Posted May 26, 2010 9:34 UTC (Wed) by ms (subscriber, #41272)
In reply to: VoltDB launches by intgr
Parent article: VoltDB launches
Err well, if you have 20GB of RAM in your machine, and a similarly large dataset, and a few bytes of that dataset changes, but then you go past the timeout and now a new snapshot gets written, that's an awful lot of data you're rewriting for no reason at all.
Posted May 26, 2010 10:34 UTC (Wed) by intgr (subscriber, #39733)
[Link]
I think you have missed the point of in-memory databases.
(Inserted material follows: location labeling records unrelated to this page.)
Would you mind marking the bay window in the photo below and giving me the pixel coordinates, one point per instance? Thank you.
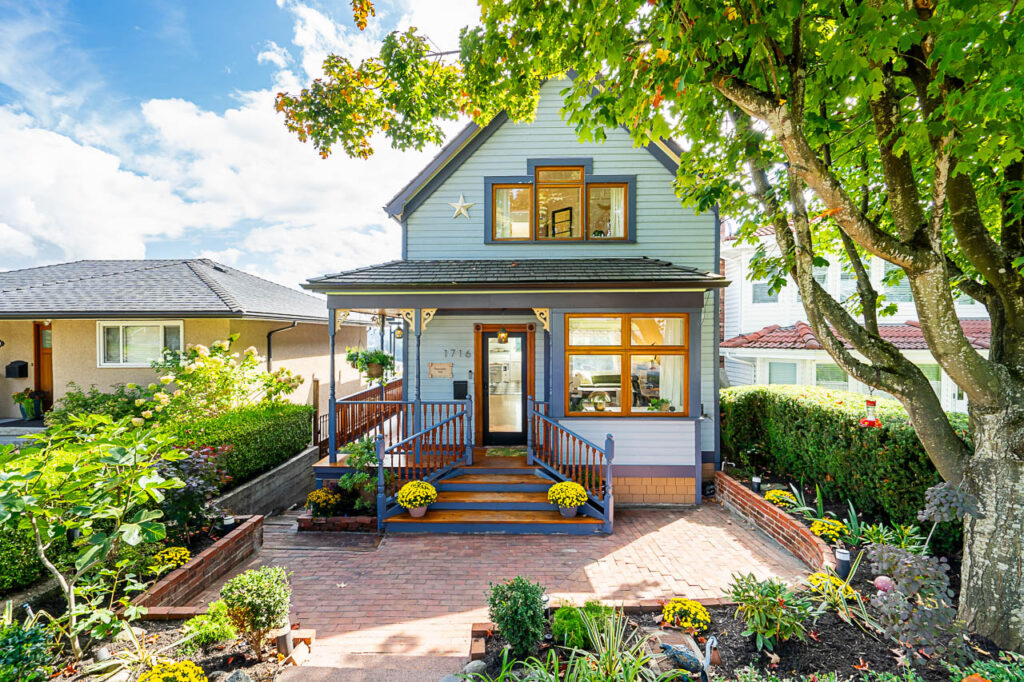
(627, 365)
(136, 343)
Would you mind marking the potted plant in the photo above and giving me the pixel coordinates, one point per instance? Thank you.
(30, 402)
(416, 496)
(375, 364)
(568, 497)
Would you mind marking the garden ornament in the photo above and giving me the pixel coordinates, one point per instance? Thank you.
(683, 657)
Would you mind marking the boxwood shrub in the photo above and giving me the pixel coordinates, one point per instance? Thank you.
(813, 433)
(260, 436)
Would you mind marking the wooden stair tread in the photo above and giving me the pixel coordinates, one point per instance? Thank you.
(491, 516)
(496, 478)
(484, 496)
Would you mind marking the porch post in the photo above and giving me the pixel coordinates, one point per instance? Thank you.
(609, 506)
(417, 403)
(529, 429)
(332, 416)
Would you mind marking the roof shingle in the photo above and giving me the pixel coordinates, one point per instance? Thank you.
(180, 287)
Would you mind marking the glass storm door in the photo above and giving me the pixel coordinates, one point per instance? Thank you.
(505, 399)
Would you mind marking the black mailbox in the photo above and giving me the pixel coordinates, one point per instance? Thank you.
(16, 370)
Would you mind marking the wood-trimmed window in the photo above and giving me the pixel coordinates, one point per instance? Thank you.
(564, 205)
(627, 365)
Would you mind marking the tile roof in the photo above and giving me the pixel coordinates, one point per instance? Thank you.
(196, 287)
(905, 336)
(455, 272)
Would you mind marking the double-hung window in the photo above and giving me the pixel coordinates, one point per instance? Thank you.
(135, 343)
(560, 204)
(627, 365)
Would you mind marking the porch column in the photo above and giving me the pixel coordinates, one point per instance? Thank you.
(332, 416)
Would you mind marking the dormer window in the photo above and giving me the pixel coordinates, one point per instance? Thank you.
(560, 203)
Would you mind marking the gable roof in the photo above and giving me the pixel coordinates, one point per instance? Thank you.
(536, 270)
(195, 288)
(905, 336)
(465, 143)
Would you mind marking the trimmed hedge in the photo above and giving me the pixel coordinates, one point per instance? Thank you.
(261, 437)
(813, 433)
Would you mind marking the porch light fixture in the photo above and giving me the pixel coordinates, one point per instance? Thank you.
(870, 420)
If your application changes a few bytes in a 20GB dataset every so often, then by all means, do use disk databases.
In-memory databases are used in workloads where you need to have deterministic latency, or where write I/O throughput is so high that incurring a disk seek for every change is no longer practical. There is a long way you can go with write buffering, battery-backed RAID caches and high-end storage devices, but for many applications the tradeoffs of in-memory databases are favorable. Losing last 5 minutes worth of changes in the extremely unlikely event of a power failure can be acceptable.
Also consider that writing down 20GB of data even on the *cheapest* 7200RPM SATA disks takes 5 minutes at most (usually sequential throughput exceeds 100 MB/s). But if you have 20 GB of RAM in your servers then you can probably afford much better storage.
VoltDB launches
Posted May 26, 2010 19:35 UTC (Wed) by ms (subscriber, #41272)
[Link]
The nature of queries is, in general, not uniformly distributed. You may well have a 20GB dataset, but let's suppose the queries you're doing on it vary with which part of the world is awake at the time. Let's also say that you've decided that a RDBMS isn't going to cut it for you, for whatever reason.
Clearly, arbitrarily rewriting the entire dataset over and over again is a waste of time. And please don't forget: a) in the cloud, it's very easy to get lots of RAM. It's quite hard to get fast HDD access; and b) it's very likely that cloud providers are not only going to charge per CPU time and network transfer, but also by storage transfer. Now yes, *I've* just brought in the added complication of the cloud, but that's where I see things going - the flexibility and ease of billing are very attractive to sysadmins and COOs alike.